He says global demand has slowed except for Mexico and domestic demand has also been sluggish, especially considering the high price of beef.
“You mean we can have $24 ribeyes and still can’t sell pork lines any higher than $1.89. The lack of demand, particularly when you’ve got the other red meat priced where it is, is highly disappointing,” And that is why the cash market has been stuck.
Currently cattle futures are priced at five times the value of hog futures, which he adds is crazy.
“It’s hard for me to be bearish hogs down to these values. You’d think you’d get a little lift here.”
Grains Fall with Rain and More Moderate Forecast
Corn and soybeans were lower Monday as well with end of month and end of quarter coming as well as the USDA Acreage and Quarterly Stocks reports.
However, weather is the big focus, as Kooima says rains fell over the weekend in dry areas of the Corn Belt, including northwest Iowa and southeast South Dakota.

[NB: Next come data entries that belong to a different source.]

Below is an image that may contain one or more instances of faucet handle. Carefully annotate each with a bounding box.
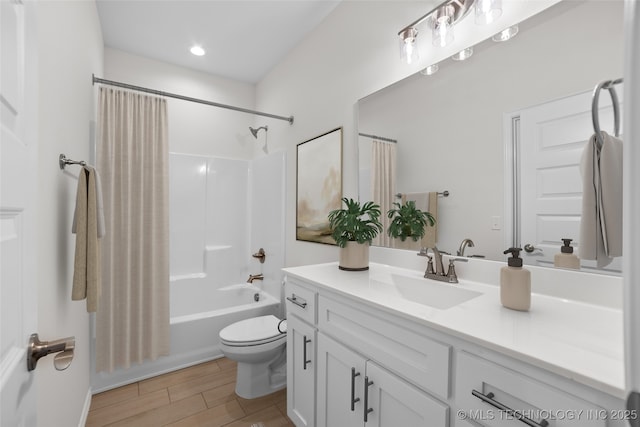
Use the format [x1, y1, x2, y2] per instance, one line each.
[447, 258, 469, 283]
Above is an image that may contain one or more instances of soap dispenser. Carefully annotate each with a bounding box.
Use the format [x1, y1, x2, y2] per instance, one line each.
[553, 239, 580, 269]
[500, 248, 531, 311]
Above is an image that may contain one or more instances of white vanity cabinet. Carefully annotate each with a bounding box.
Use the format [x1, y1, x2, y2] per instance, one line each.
[317, 332, 449, 427]
[285, 283, 318, 427]
[456, 351, 612, 427]
[285, 264, 633, 427]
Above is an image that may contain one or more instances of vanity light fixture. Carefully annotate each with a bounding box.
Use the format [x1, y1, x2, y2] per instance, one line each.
[431, 4, 455, 47]
[400, 27, 419, 64]
[475, 0, 502, 25]
[451, 47, 473, 61]
[491, 25, 518, 42]
[189, 45, 205, 56]
[420, 64, 440, 76]
[398, 0, 476, 64]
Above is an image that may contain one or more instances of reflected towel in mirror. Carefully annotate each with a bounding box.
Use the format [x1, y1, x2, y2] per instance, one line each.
[578, 131, 622, 267]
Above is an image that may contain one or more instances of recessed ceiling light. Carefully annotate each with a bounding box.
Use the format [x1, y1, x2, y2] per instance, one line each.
[451, 47, 473, 61]
[491, 25, 518, 42]
[191, 45, 205, 56]
[420, 64, 440, 76]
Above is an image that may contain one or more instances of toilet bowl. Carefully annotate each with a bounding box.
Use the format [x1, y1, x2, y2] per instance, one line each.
[220, 315, 287, 399]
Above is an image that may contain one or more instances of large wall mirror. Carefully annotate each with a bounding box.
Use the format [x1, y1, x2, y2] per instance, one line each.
[358, 0, 624, 273]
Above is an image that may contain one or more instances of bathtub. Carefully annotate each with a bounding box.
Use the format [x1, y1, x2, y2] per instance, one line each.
[91, 278, 280, 393]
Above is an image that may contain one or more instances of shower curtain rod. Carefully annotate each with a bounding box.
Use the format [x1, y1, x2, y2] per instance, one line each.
[91, 74, 293, 125]
[358, 133, 398, 144]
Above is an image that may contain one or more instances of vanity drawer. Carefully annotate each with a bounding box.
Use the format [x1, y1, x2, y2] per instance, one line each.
[318, 295, 450, 398]
[455, 351, 606, 427]
[284, 279, 317, 325]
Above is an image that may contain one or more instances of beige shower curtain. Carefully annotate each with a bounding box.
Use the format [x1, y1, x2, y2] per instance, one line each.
[371, 140, 396, 247]
[96, 87, 169, 372]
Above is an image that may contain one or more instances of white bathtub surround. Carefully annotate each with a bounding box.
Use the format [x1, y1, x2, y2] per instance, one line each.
[91, 152, 285, 392]
[96, 88, 169, 372]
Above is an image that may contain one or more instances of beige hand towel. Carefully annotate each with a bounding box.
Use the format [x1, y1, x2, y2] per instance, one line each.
[578, 132, 622, 267]
[71, 167, 100, 312]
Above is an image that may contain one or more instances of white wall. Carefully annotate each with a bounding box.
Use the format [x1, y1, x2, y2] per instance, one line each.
[256, 0, 554, 266]
[104, 48, 256, 160]
[34, 1, 103, 426]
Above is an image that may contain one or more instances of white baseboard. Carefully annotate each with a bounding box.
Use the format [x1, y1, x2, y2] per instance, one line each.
[78, 387, 92, 427]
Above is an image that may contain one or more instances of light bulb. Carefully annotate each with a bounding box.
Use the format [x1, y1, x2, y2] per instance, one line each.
[400, 28, 419, 64]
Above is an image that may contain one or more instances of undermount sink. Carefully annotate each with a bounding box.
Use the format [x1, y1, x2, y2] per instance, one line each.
[380, 274, 482, 310]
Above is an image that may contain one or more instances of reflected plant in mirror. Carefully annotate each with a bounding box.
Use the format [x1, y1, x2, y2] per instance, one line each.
[358, 0, 624, 274]
[387, 200, 436, 242]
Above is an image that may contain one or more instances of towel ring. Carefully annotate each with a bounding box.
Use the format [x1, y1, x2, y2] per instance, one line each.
[591, 79, 622, 148]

“If you look at that if you look at a drought map or there’s this kind of almost pear-shaped deal of northwest Iowa, parts of Nebraska parts of South Dakota that are dry. Well it rained three inches at my farm and there were rains of anywhere from an 1 1/2 inches up to 4 inches is not uncommon,” he says.
The forecast also builds in heat over the Corn Belt but there are chances of rain the next four out of five days and then the heat breaks. So less of a threat than late last week.
“So, I think backing off on the forecast has a lot to do with it, as it should this time of year,” he adds.
He says the market will also be watching the acreage numbers from USDA with thoughts of less corn and more soybeans. The question will be how much of a shift we see.